'Dylan Dog: Los muertos de la noche' es una de las películas más raras que he podido ver en la pantalla grande. Y no rara por atrevida o excéntrica, sino porque aún me resulta imposible entender qué tipo de público podría disfrutar plenamente con algo así. No lo digo porque me aburriera, porque no es aburrida en absoluto; pero sí un despropósito colosal.
Enamorado del género
La mezcla de géneros en 'Dylan Dog' es evidente: criaturas paranormales, comedia y cine negro se dan la mano y no se sueltan hasta que acaba la película. El problema no es que la mezcla no funcione, sino que se encuentra en todo momento a medio gas. La historia sigue los esquemas típicos del cine negro, pero ni sorprende ni resulta coherente; los chistes que Brandon Routh no para de soltar usando la voz en off - tal cual, no para en ningún momento - harían que un niño sintiera vergüenza; las criaturas... bueno, al menos las criaturas no están realizadas por ordenador.
El director, Kevin Munroe, reconoce influencias de 'Los Cazafantasmas' o 'Regreso al Futuro', producciones que quedan bastante lejos de la suya. Las intenciones se ven claras, y están bien intencionadas, pero por algún extraño motivo Munroe no es capaz de hacer nada interesante en toda la película. Tiene todos los elementos que podrían hacer de 'Dylan Dog' una cinta más dentro de ese estilo que él tanto admira, pero parece tan concentrado en hacerlo todo correcto que no se debió dar cuenta de que estaba creando un cliché gigante.
Un tópico, otro tópico...
La historia de amor más forzada de la historia del cine, una investigación que no resalta en absolutamente nada, unos flashbacks que no podrían ser menos cautivadores... Por estar mal, hasta las actuaciones dan pena; Peter Stormare, que ya había demostrado a lo largo de su carrera que es un actor como la copa de un pino, olvida en 'Dylan Dog' qué es eso de hablar y lo sustituye por una sucesión de ruidos a cada cual más molesto.

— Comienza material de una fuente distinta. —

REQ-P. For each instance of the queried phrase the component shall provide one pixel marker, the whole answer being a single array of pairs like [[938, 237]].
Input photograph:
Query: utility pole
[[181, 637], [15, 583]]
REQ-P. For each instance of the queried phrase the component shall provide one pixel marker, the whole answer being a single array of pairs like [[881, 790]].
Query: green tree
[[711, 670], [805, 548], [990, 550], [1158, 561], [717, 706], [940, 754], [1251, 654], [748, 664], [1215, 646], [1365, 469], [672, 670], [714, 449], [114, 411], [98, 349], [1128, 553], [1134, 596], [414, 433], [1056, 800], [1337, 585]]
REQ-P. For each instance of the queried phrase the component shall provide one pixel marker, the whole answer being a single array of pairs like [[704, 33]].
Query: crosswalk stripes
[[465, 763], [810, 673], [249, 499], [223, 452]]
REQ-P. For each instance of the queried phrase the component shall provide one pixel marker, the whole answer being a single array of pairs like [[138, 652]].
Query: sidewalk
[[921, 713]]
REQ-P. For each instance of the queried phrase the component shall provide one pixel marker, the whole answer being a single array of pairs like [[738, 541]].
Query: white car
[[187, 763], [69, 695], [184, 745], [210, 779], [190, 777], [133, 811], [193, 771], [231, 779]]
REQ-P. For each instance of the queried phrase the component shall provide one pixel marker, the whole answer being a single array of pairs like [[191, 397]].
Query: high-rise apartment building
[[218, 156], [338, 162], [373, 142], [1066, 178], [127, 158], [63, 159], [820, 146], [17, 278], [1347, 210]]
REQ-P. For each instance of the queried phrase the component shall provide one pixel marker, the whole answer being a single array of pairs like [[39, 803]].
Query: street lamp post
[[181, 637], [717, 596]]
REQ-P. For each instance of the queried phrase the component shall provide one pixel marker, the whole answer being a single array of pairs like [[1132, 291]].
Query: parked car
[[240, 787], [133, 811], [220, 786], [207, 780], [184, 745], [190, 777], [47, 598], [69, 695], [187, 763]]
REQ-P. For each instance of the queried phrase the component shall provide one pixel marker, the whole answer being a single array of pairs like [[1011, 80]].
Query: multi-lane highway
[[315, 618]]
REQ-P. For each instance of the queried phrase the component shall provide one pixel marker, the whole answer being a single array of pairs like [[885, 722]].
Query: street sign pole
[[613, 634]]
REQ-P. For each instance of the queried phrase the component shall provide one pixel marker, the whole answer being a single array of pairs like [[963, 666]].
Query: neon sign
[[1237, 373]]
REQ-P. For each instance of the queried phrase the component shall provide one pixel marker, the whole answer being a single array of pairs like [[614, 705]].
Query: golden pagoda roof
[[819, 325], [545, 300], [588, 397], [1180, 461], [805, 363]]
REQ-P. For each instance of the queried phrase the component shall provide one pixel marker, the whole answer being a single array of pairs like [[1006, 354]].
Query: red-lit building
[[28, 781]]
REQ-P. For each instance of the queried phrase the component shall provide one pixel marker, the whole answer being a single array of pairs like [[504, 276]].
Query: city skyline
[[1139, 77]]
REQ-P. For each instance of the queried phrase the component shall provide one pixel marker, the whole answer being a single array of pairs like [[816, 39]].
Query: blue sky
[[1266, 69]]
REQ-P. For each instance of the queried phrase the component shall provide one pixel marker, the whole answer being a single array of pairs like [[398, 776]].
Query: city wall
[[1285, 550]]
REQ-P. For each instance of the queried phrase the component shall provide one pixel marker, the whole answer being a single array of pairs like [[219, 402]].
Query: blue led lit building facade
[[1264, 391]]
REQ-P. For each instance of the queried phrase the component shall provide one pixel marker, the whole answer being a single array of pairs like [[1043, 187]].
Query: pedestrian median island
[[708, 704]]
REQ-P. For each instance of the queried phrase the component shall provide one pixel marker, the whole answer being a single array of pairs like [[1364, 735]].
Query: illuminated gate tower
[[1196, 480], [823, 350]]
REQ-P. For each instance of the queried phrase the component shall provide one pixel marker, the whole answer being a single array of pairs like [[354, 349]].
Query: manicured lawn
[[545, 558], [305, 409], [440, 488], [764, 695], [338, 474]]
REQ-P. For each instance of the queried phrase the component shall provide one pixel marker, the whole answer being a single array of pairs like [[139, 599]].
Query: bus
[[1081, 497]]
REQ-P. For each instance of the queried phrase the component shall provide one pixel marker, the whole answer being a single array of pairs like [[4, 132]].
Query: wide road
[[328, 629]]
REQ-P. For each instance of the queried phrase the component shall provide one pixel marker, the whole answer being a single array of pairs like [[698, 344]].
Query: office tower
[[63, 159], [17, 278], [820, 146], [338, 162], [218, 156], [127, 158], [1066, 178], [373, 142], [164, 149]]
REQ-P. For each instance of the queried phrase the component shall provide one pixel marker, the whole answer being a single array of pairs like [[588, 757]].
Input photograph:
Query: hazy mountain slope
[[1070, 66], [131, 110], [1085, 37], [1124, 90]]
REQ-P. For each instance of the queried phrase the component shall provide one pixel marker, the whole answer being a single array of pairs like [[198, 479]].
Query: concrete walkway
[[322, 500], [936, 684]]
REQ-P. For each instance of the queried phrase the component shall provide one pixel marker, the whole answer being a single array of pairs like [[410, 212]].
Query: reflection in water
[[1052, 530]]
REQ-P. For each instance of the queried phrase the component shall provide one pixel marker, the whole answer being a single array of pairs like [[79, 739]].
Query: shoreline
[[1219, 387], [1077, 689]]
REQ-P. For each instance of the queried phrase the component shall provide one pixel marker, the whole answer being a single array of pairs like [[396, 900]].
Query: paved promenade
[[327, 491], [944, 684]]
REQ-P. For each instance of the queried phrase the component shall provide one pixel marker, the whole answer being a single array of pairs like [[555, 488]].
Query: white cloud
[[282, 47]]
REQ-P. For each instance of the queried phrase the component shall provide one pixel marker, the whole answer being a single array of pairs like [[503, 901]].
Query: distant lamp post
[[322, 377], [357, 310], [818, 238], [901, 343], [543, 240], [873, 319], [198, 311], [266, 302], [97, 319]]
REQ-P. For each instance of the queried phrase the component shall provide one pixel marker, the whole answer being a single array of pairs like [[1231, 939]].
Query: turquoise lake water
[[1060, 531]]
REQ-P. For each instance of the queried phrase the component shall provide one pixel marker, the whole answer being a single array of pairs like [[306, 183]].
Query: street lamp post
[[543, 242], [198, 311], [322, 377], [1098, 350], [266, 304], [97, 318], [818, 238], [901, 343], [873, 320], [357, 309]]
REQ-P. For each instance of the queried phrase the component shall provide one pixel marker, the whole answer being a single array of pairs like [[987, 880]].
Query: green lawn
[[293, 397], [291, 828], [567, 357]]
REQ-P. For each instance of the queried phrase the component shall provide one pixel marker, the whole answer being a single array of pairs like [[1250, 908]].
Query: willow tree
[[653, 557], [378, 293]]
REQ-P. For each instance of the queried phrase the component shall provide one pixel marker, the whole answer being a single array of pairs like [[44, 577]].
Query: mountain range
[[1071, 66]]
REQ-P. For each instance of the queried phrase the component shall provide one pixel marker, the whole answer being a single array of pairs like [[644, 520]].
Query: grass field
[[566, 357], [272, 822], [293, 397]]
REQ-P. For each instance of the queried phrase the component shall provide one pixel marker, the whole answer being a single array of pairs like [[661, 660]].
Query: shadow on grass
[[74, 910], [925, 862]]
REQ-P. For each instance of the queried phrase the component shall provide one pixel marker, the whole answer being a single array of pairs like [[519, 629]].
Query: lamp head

Lo único que consigue salvar a la película es su inocencia. Enemiga número uno del mal rollo, sabe hacer que los disparates que estamos viendo nos resulten simpáticos. Las pretensiones no existen y los penosos chistes de Routh pueden conseguir que la sonrisa esté siempre ahí, aunque sea porque no acabas de creerte que el protagonista acabe de decir tal patochada. Es factible que se convierta en uno de tus placeres culpables, porque su visionado es ligerísimo e incluso tiene alguna subtrama realmente lúcida. Eso o la odiarás con toda tu alma; si te ha encantado, quiero conocerte.